Pluronic F127 as Transient Barrier for Vascularized Cortical Organoids on-a-Chip

Abstract

Organ-on-a-chip (OoC) technology has revolutionized the biomedical research field by offering dynamic platforms which accurately mimic physiological environments of human tissue. This technology has become a promising option to study human biology in vitro, including disease modeling, drug screening and personalized medicine. Organoids, 3D cell cultures derived from human stem cells, represent a promising tool to investigate 3D tissue growth in vitro. However, integration of vasculature in these organoids remains a significant challenge. Establishment of vasculature is essential to enable significant organoid growth, allowing nutrient and oxygen supply and waste removal.

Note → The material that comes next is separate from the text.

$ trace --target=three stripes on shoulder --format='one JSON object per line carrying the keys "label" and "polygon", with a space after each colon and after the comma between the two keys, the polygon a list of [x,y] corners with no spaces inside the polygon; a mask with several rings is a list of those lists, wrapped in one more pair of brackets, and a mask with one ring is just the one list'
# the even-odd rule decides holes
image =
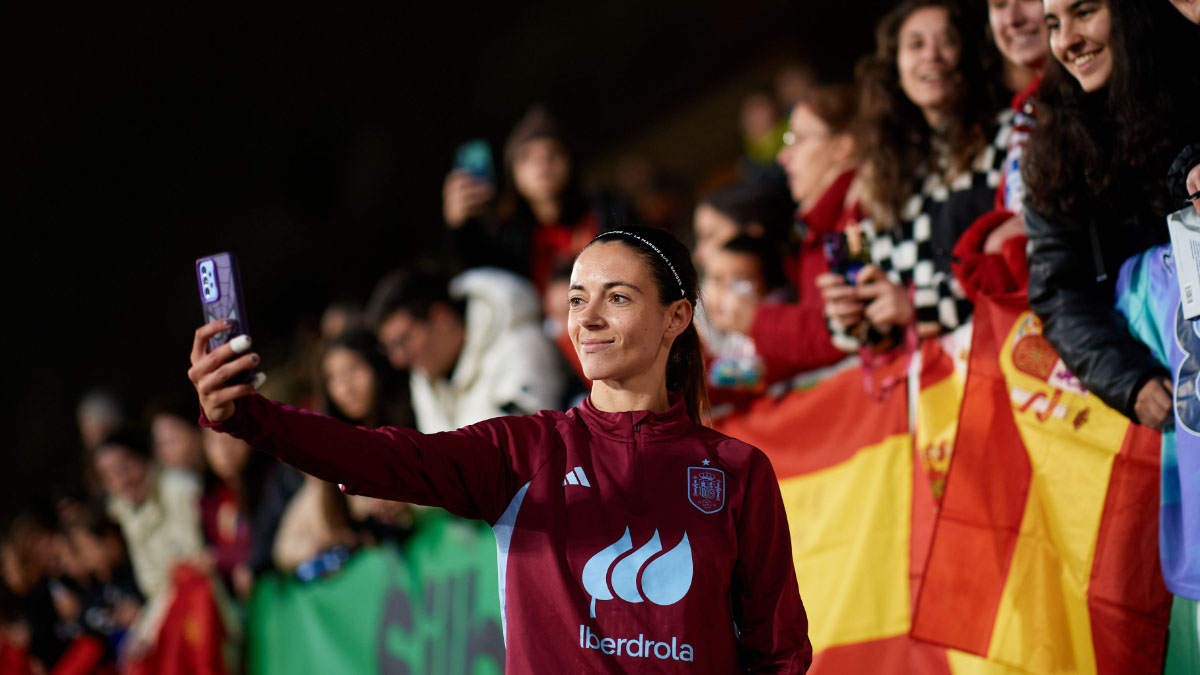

This report aims to develop a Pluronic F127 based hydrogel as a transient barrier in an OoC-platform that combines cell cultures of Vasculature-on-a-Chip and cortical brain organoids. This transient barrier separates the two cell cultures until sufficient maturation of the cortical organoid. Due to thermoreversible gelation, the Pluronic F127 hydrogel barrier can be removed from the barrier channel by a decrease in temperature. Pluronic F127 and di-acrylated Pluronic F127 hydrogels were synthesizes and characterized using rheometry, differential scanning calorimetry and degradation testing to determine the optimal Pluronic F127 hydrogel. Simultaneously, optimization of the OoC-platform was done by fabrication of the platform using Polydimethylsiloxane (PDMS).

It was shown that the OoC platform for Vascularized Organoids-on-a-Chip could effectively by fabricated using PDMS molding. This was achieved through both PDMS-PDMS and PDMS-glass bonding. Pluronic F127 hydrogels were shown to be a viable option to function as a transient barrier for Vascularized Organoids-on-a-Chip. Pluronic F127 hydrogels effectively blocked fluid flow through the barrier channel for seven days. To increase this time, di-acrylated Pluronic F127 was synthesizes. A degree of acrylation of 57% was achieved. This was shown to be insufficient to significantly increase the longevity of Pluronic F127 hydrogels.

Further research needs to be done to find the optimal synthesis and photo-polymerization conditions of di-acrylated Pluronic F127 hydrogels. Ideally, di-acrylated Pluronic F127 hydrogels exhibit a low degradation rate while maintaining the thermoreversible properties of Pluronic F127 hydrogels.